16 January 2015

Rajan Menon: For Security, Ukraine Needs an Army, the West—and China

BY ATLANTIC COUNCIL
JANUARY 13, 2015


Atlantic Council Senior Fellow Rajan Menon, chairman of political science at the City College of New York, has just co-authored a new book, Conflict in Ukraine,with Eugene Rumer of the Carnegie Endowment for International Peace. The book, to be published in March by MIT Press, occasioned a discussion this weekbetween Menon and Ukraine specialist Alexander Motyl of Rutgers University.

Here are key points by Menon in his interview by Motyl on the World Affairs Journal website:

Ukraine’s needs to rebuild a relationship with Russia: “An isolated, nationalistic, and authoritarian Russia isn’t what Europe needs—and it’s certainly not good for Ukraine. Ukraine cannot afford to be in a perpetual state of war with Russia, if only because no Western soldier will ever be dispatched to die for Ukraine.”

It’s not certain that Ukraine can accomplish radical reforms: While Ukraine’s new government is headed by able, smart leaders, Menon says that is not enough. “It’s insufficient for reforms to be economically “correct”; they must be politically sustainable and introduced in the proper sequence, with provisions for softening their most malign effects.”

Kyiv should avoid trying to recover the Russian-held Donbas: A priority for the government should be “not dwelling on recapturing the so-called Donbas republics, to say nothing of Crimea,” Menon tells Motyl. “The loss of these lands, which have been anti-reform bastions, is a blessing in disguise for Ukraine. … Ukraine is now ethnically more homogeneous: that is a huge plus given its particular circumstances.”
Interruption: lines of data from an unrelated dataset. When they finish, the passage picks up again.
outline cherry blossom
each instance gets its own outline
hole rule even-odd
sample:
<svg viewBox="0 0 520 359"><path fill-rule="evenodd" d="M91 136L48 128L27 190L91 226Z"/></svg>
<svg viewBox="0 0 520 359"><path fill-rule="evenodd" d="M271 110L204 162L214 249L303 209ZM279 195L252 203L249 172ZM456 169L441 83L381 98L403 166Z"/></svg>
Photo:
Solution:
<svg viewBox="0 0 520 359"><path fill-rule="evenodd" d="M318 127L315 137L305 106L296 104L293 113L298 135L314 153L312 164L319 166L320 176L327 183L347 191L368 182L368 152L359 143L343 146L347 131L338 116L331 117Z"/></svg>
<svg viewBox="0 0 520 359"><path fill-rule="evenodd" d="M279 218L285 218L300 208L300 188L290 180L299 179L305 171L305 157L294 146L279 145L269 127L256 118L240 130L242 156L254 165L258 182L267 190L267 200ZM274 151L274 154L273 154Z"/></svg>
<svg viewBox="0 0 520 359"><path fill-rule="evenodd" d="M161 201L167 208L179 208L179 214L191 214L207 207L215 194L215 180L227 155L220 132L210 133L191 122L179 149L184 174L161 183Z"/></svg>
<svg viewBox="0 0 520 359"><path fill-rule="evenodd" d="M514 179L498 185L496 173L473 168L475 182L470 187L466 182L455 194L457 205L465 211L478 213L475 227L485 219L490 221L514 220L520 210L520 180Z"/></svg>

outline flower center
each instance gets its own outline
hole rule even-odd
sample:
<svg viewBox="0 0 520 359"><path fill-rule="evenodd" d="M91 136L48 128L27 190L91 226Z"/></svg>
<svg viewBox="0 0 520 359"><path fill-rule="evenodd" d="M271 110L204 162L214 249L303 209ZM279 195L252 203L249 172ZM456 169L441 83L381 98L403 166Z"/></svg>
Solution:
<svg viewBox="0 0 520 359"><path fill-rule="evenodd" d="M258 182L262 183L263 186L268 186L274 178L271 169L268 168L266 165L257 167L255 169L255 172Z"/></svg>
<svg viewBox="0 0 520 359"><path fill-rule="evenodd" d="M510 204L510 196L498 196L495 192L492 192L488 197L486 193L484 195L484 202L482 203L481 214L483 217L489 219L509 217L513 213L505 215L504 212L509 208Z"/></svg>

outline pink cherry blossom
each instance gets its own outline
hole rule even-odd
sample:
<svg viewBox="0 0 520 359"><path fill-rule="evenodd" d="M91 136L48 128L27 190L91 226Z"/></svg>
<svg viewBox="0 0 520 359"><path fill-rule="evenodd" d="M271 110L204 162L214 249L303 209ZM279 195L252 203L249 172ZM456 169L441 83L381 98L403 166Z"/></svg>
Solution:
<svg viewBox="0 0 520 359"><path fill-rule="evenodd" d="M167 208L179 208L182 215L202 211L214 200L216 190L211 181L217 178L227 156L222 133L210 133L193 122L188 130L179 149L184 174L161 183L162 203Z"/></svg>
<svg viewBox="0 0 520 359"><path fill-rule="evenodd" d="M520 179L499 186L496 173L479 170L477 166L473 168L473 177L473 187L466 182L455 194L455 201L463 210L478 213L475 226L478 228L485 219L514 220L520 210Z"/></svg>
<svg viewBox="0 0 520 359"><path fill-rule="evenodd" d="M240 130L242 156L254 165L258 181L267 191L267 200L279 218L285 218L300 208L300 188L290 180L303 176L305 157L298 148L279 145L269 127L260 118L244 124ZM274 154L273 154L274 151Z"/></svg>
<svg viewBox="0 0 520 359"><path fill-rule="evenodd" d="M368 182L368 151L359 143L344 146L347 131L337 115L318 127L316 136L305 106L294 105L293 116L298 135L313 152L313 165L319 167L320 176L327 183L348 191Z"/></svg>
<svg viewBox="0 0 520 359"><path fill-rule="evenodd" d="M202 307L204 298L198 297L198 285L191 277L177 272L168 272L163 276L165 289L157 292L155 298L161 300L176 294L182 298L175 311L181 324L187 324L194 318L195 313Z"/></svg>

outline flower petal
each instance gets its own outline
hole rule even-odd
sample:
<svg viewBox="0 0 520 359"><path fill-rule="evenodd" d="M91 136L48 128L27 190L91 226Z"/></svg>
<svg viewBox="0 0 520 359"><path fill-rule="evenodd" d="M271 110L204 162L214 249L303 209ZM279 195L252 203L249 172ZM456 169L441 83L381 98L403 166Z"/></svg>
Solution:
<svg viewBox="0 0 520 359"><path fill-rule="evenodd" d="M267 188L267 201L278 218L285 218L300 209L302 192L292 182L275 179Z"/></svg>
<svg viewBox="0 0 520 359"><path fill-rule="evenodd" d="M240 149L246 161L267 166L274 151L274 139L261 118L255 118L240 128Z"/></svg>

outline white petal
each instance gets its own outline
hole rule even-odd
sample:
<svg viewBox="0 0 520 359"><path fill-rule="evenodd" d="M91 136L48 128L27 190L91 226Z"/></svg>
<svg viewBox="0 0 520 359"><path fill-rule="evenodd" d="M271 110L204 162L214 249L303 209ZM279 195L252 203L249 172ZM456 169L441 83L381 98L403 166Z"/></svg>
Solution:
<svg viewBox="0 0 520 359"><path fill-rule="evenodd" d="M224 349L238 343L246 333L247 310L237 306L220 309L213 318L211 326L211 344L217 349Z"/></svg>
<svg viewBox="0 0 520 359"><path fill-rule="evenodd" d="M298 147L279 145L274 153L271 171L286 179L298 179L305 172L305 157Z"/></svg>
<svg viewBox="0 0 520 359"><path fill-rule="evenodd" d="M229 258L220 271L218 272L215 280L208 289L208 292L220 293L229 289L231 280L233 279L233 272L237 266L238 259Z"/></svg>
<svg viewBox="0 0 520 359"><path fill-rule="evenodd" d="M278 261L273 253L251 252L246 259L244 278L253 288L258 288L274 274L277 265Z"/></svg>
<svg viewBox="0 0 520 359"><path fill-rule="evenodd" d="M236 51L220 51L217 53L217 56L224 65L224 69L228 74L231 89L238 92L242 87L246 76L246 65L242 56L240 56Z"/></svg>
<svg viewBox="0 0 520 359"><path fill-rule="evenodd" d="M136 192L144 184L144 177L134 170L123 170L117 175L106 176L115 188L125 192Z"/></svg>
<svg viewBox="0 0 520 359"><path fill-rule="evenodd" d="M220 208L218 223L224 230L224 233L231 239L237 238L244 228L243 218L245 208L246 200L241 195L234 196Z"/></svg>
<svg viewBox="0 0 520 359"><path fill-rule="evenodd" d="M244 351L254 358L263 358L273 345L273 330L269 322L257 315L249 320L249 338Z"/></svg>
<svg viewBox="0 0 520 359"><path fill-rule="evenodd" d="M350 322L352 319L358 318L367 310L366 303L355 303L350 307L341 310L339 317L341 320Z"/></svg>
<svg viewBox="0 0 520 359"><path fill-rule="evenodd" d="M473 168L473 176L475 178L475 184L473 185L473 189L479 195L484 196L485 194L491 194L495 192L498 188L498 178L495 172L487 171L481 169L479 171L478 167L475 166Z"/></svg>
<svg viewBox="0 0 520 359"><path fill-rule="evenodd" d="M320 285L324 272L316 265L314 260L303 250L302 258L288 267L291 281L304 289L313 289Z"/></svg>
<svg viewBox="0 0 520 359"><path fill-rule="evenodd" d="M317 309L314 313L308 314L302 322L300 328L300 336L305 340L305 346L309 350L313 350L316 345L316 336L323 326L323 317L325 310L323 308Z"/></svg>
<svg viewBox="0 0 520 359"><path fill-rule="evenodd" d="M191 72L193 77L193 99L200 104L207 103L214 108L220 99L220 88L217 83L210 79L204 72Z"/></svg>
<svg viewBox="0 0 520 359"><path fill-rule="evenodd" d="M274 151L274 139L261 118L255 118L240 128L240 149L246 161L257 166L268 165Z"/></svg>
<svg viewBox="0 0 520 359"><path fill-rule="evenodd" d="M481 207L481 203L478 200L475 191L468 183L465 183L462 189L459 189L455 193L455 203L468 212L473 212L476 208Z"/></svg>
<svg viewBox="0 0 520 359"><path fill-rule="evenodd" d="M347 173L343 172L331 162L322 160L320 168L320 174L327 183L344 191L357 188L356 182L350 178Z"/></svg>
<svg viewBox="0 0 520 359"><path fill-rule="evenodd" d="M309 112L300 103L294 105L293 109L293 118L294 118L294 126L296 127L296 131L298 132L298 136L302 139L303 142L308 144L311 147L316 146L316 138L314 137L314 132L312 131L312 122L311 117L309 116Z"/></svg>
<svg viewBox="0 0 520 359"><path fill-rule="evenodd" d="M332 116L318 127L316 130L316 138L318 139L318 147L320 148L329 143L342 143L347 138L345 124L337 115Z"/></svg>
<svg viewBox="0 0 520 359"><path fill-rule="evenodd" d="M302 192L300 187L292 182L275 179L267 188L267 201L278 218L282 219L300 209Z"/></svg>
Ukraine should rebuild its army, drop plans to join NATO and build relations with China: Menon urges Kyiv to build a “small professional force” shaped for defense against further Russian invasions. And “besides cultivating ties with the West, increase trade and investment with China so that it gains a strategic stake in Ukraine,” he says. Also, “Ukraine should renounce NATO membership,” notably because the alliance will not admit Ukraine as a member in any near future. Thus, "Kyiv loses nothing by relinquishing something it won’t get. … A no-NATO pledge combined with a no-forces-zone [in the disputed Donbas] patrolled by peacekeepers and observers can bolster Ukraine’s security and allay Russia’s main strategic concern.”